There’s a tonne of amazing content out there from book reviews to pre-release info, to interviews, to discussions, to lists(!)

Here a few such things I’ve enjoyed this week:marlonjamesnyt

1. Imagine… The Seven Killings of Marlon James

I’d heard various interviews with Marlon James last year around the time A Brief History of Seven Killings won the Booker (I still haven’t read it but definitely want to!).  This documentary from the BBC is part James’ life and background and part the life of his novels – though it’s not so easy to separate them.

Mentioned in the documentary is an essay he published in the New York Times which is so worth a read:

From Jamaica to Minnesota to Myself 

Marlon James is wonderful to listen to.  Fascinating to hear of his personal experiences and how they have shaped his writing.  He speaks so frankly of being a young gay man, in an all-boys school, in a country racked with gang violence, and simultaneously entrenched in church culture.

A great watch if you’ve got a spare hour.  (Is there anything more wonderful than hearing an author read their own work?)

2. Virago: Changing the World One Page at a Time

Another BBC documentary this week, focusing on Virago Press, a publishing imprint started by a group of women to promote women’s writing.  This tracks Virago’s founding from an idea and a pitch for money, to present day where Virago is currently part of Little, Brown.

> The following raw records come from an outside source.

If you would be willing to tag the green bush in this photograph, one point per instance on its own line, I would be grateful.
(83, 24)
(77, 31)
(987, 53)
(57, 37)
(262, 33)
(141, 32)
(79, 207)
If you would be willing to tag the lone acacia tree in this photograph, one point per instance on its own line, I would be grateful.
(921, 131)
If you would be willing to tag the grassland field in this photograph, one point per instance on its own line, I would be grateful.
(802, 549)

Featuring many of the key characters in Virago’s history, who are frank yet diplomatic about the challenges over the years.  There are also great inputs from some of their current authors Sarah Waters and Margaret Atwood.  A great history of the importance of women’s writing and how it has changed over the last few decades.

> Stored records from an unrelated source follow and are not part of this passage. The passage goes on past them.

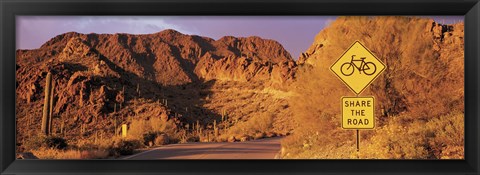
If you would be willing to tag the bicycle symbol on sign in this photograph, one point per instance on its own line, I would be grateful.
(348, 68)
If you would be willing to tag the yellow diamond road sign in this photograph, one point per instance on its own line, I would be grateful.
(357, 67)
(358, 112)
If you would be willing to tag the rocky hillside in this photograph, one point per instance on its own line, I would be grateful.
(102, 77)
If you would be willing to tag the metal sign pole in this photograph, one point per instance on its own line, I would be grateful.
(358, 141)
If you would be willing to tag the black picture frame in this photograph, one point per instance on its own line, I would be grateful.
(9, 9)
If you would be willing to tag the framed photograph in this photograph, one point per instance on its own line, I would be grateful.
(239, 87)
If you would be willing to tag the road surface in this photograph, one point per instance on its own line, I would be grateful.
(256, 149)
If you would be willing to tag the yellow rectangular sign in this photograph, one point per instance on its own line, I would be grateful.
(358, 113)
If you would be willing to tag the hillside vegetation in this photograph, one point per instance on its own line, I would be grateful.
(419, 97)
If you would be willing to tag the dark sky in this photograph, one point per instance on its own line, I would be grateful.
(295, 33)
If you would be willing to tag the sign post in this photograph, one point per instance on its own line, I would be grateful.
(358, 68)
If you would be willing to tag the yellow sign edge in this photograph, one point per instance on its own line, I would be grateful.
(373, 112)
(374, 78)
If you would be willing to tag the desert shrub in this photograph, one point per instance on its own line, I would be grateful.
(51, 153)
(54, 142)
(410, 93)
(162, 139)
(148, 130)
(257, 124)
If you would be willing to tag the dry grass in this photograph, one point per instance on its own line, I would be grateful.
(50, 153)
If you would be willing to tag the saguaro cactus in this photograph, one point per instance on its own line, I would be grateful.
(46, 105)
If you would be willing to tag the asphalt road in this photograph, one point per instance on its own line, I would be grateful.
(256, 149)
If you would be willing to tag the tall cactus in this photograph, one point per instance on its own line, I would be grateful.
(52, 103)
(46, 105)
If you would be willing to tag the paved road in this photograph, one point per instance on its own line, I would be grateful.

3. 12 Books to Read in Your 20s

This article in the New York Times says:

“There are far more worthy books than any of us will get to read in a lifetime. So you better get cracking in your 20s, at the latest.”

Eek.  Better get on with it.  I’ve actually just bought the Dave Eggers, and am also hoping to read my first Zadie Smith and Toni Morrison soon…

4. Having An Aspirational Home Library is Totally Normal

This piece from Slate asks: Is it tacky to display books you have no intention of reading?  I just found this pretty funny.

5. The Gone Girl With The Dragon Tattoo on the Train

I just like this.  We may not have reached the peak of books with ‘girl’ in the title.  It’s got books, it’s got stats, it’s geeky.  What’s not to love?

6. Naomi Alderman interview: The Power 

‘I went into the novel religious and by the end I wasn’t. I wrote myself out of it’

I enjoyed this interview in the Guardian with Books editor Claire Armitstead.  Read another review about The Power last week and putting it on my wishlist!

Hope you enjoy some or all of these!  If you’ve read/seen/listened to any good reviews or interviews or podcasts (or anything else vaguely bookish) please go ahead and link it 🙂  Any other recommendations?